Escucho música on line en una radio que te permite seleccionar intérpretes y temas. Esto ya lo comenté por este espacio cuando anuncié que uno de mis amigos que también escuchaba música ahí era Bono.
El punto es que como todo sitio recién creado, al principio cuenta con pocos usuarios y comenzas a relacionarte con gente de todo el mundo y hablas sobre música y demás. Pero todo cambia cuando se convierte en un lugar masivo y mucha gente te agrega a su lista de amigos, sin siquiera una saber por qué.
Lo cierto es que hace unos días me agregó un hombre de Africa. Se llama René y vive en Burkina Faso, en una ciudad cuyo nombre es Ouagadovgou.
En un inglés espantoso y reconociendo él mismo la calidad de tal me dijo que era profesor de ese idioma en un colegio y que resultaba complicado enseñar en un país cuyo idioma oficial era el francés (yo pensé que esa era una bendición para él, puesto que justificaba que él pudiera enseñar) . Me preguntó de qué trabajaba yo, y si bien me sentí tentada de contestar: fabrico pilotines para masa finas o trabajo en un laboratorio que investiga la incidencia de las luciérnagas en la producción de energía nuclear, respondí: soy abogada.
Calculo que hubiera sido preferible alguna de las otras respuestas, porque entonces me preguntó que era lo que hacía un abogado. Yo pensé que su mal inglés no le permitía entender mi respuesta, entonces dije:"No entiendo tu pregunta" y contestó: "se lo que significa la palabra "abogado", pero me gustaría saber que hacen". Luego de una detallada explicación de mi parte, que incluyó diversas teorías sobre la naturaleza jurídica del recurso extraordinario, el sr. africano me preguntó toda una serie de incoherencias de este tipo:
1. ¿Por qué ustedes los americanos le ponen nombre a los animales y los tratan como personas?

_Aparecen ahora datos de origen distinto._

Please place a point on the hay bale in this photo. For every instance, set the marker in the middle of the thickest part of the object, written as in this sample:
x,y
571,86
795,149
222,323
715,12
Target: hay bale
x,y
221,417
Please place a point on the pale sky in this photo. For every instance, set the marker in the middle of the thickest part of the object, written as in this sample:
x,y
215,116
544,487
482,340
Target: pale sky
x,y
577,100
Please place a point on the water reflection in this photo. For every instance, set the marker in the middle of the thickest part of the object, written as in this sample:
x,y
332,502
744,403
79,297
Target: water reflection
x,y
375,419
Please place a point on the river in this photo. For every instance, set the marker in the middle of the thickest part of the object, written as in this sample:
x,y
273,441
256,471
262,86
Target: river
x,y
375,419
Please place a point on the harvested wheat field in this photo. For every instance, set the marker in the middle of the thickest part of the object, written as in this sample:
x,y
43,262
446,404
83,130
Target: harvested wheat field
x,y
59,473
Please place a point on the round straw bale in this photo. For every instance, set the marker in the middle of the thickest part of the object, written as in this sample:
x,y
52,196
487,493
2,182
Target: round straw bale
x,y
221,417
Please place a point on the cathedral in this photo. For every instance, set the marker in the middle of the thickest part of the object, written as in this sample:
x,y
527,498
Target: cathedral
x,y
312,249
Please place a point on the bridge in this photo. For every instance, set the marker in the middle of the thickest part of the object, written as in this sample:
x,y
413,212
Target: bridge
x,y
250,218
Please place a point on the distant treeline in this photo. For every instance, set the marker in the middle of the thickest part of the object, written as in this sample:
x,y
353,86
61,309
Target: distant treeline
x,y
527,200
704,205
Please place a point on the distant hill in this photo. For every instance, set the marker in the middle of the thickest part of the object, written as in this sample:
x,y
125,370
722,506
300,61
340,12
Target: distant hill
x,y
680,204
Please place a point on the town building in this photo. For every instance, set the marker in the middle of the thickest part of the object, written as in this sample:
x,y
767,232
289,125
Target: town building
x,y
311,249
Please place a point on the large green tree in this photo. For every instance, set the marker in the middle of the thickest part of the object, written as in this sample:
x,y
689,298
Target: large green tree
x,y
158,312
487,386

2. ¿Es verdad que en tu país el nivel de vida es muy alto y la gente se va siempre de vacaciones?
3. ¿Es cierto que hay grillos gigantes que detienen los trenes? (bueno no, esta no la preguntó él, pero es una pregunta que le hicieron a mi hermana y a su marido).

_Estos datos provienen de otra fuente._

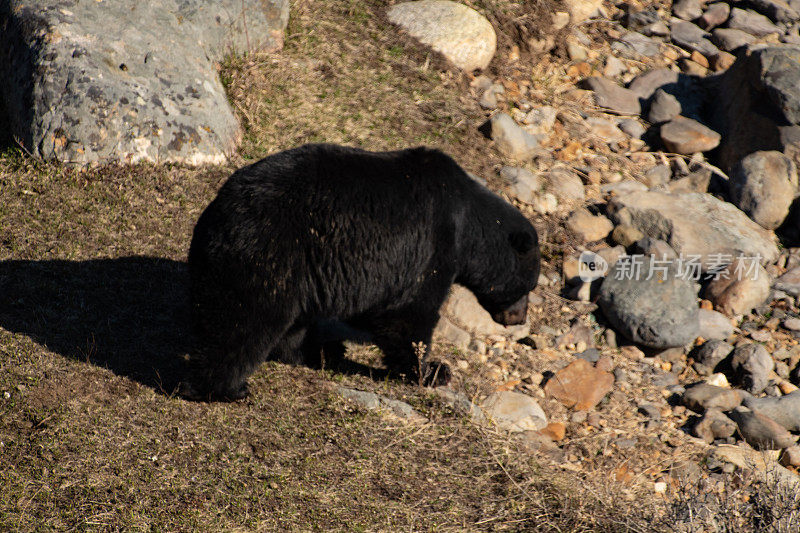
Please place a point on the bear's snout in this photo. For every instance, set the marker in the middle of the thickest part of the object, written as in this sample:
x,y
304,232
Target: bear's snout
x,y
515,314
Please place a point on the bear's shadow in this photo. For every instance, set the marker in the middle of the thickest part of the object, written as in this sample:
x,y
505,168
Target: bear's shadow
x,y
130,315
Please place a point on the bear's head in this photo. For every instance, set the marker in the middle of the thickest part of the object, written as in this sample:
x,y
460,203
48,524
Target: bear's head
x,y
506,299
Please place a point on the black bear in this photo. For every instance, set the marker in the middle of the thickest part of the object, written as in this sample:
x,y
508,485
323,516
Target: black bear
x,y
372,239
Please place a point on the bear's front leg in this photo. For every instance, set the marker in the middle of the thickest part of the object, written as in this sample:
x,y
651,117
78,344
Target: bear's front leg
x,y
404,337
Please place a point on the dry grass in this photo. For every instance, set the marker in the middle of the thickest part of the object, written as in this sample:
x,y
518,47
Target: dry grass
x,y
93,333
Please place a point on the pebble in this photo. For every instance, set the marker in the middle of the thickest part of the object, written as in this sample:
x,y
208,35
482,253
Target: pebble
x,y
729,39
514,411
687,9
789,282
523,183
632,127
634,44
752,365
792,324
614,67
715,15
702,396
606,130
611,96
511,140
692,38
663,107
714,425
785,410
565,185
686,136
714,325
791,456
645,85
751,22
626,235
711,354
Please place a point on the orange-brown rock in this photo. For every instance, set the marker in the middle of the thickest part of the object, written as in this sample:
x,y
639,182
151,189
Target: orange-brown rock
x,y
580,385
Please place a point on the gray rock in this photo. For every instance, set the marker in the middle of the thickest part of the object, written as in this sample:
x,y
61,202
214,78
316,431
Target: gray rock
x,y
461,403
611,96
752,365
633,45
686,136
623,187
514,412
462,308
660,312
776,10
565,185
784,410
456,31
654,247
656,29
488,99
658,175
758,105
511,140
605,130
639,19
739,287
764,185
632,127
714,325
711,354
614,67
540,119
694,224
587,226
715,15
645,85
691,37
86,82
702,396
663,107
372,402
730,40
714,425
523,183
751,22
687,9
760,431
789,282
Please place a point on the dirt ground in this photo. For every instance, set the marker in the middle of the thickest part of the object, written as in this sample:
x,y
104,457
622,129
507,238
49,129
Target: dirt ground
x,y
94,333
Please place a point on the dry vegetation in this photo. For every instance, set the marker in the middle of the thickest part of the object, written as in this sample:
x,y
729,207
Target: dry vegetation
x,y
93,331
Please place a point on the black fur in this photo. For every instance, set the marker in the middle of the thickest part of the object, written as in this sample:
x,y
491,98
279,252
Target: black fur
x,y
374,239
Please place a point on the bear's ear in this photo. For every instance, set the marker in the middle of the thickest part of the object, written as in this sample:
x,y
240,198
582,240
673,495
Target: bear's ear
x,y
521,241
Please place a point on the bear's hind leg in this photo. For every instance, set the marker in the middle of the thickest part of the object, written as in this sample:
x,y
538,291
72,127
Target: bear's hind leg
x,y
221,370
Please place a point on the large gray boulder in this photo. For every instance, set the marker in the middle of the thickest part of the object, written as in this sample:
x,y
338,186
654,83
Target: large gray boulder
x,y
764,186
456,31
650,303
757,105
88,82
694,224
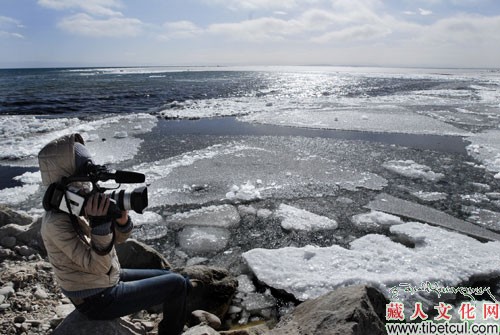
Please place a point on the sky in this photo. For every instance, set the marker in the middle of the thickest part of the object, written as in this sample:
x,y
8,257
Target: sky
x,y
396,33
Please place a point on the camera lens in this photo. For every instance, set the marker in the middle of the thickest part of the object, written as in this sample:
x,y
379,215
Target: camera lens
x,y
136,200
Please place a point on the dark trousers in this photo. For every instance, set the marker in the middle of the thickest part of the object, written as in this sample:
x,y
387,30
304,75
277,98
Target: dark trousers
x,y
141,289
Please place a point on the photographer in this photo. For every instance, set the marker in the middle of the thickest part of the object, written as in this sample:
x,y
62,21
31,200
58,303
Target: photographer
x,y
81,250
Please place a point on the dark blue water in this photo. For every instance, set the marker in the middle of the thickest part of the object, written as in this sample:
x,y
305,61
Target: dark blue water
x,y
83,92
88,91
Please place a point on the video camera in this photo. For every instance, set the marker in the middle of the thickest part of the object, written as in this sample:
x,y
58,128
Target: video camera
x,y
65,197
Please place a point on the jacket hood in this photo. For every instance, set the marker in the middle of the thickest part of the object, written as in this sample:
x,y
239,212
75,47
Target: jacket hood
x,y
57,159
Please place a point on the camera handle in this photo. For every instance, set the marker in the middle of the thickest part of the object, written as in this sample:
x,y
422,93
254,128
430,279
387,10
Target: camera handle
x,y
81,235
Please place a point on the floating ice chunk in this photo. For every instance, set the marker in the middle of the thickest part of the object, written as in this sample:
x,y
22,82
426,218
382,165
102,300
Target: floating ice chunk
x,y
120,134
430,196
247,210
22,137
225,216
486,148
299,219
486,218
16,195
145,218
264,213
444,256
245,284
245,192
256,302
389,204
203,240
413,170
374,220
397,121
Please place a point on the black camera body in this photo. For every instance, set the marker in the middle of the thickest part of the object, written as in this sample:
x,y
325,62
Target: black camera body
x,y
66,198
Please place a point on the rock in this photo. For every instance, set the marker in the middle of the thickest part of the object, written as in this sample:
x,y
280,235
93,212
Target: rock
x,y
25,234
207,318
63,311
24,250
8,242
201,330
76,323
3,307
352,310
216,292
40,293
136,255
6,253
260,329
9,216
7,291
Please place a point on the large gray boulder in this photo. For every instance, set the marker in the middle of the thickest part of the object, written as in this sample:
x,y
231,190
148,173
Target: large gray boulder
x,y
78,324
9,216
215,292
133,254
15,230
353,310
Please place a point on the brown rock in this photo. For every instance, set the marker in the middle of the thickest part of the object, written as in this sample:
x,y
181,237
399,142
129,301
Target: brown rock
x,y
78,324
215,293
353,310
137,255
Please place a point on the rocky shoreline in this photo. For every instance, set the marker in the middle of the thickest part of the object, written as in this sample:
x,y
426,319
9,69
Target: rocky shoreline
x,y
32,303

Luego de responder toda esta serie de preguntas absolutamente descabelladas le dije que me tenía que ir.
Me dijo que yo le parecía muy buena persona y que estaba seguro de que seríamos amigos para toda la vida. Luego agregó: ¿Te gustaría hacerme alguna pregunta sobre Africa?
Un tanto aturdida, respondí: "Mirá, la verdad que en este momento no se me ocurre nada, pero ni bien se me ocurra algo que quiera saber, te lo pregunto".
Aparentemente se sintió muy halagado ante mi respuesta y dijo: "Muy bien, estaré esperando ansioso tu pregunta y trataré de contestarla con toda la veracidad posible".